However, the phlogiston example doesn't show how this algorithm is improperly implemented in humans. To show this, you need an example of incorrect beliefs drawn from a correct model, i.e. good input to the algorithm resulting in bad output. The phlogiston model was clearly incorrect. As other commenters have pointed out, contemporary scientists were painfully aware of this, and have eventually abandoned the model. Bad output from bad input doesn't demonstrate a bug in implementation, certainly not the specific bug you mentioned:

we don't keep rigorously separate books for the backward-message and forward-message

Such a defect would probably not even allow a mouse to be as intelligent as it is.

I really enjoyed reading this post, especially its connection with the Pearl's belief propagation algorithm in bayesian networks.Thank you Eliezer!

Thanks Davis... for links dear....revolution is the process which make think more advance and more typical as well....anyways the sommensta re great i enjoyed here alot coz these topics are of my interest...

http://www.perfumesofparis.net/

Thanks for the link Davis but it does not address the issue that is brought up in the original post. The examples given in your link were "retrodictions". To quote the original post...

“Thanks to hindsight bias, it's also not enough to check how well your theory "predicts" facts you already know. You've got to predict for tomorrow, not yesterday. It's the only way a messy human mind can be guaranteed of sending a pure forward message.”

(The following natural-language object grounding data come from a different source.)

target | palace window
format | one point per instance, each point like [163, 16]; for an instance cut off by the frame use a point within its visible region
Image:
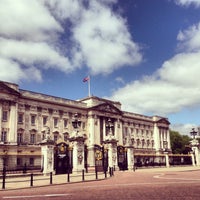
[19, 138]
[5, 116]
[32, 138]
[44, 121]
[19, 161]
[33, 117]
[55, 122]
[20, 118]
[4, 136]
[31, 161]
[66, 135]
[65, 123]
[55, 136]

I’m not arguing that evolution is pseudoscience. I’m just saying that evolution as an explanation could makes us think we understand more than we really do. Again I am no creationist, the data clearly does not fit the creationist explanation.

@C of A:

Prediction doesn't have to mean literally predicting future events; it can mean predicting what more we will discover about the past.

E by NS holds that there is one tree of life (at least for complex organisms), just like a family tree. That is a prediction. It means that we won't find a human in the same fossil stratum and dating to the same time period as a fishlike creature that's supposed to be our great-to-the-nth-power grammy. So that's a prediction about our future discoveries, one that has been borne out. That's one example from a non-expert.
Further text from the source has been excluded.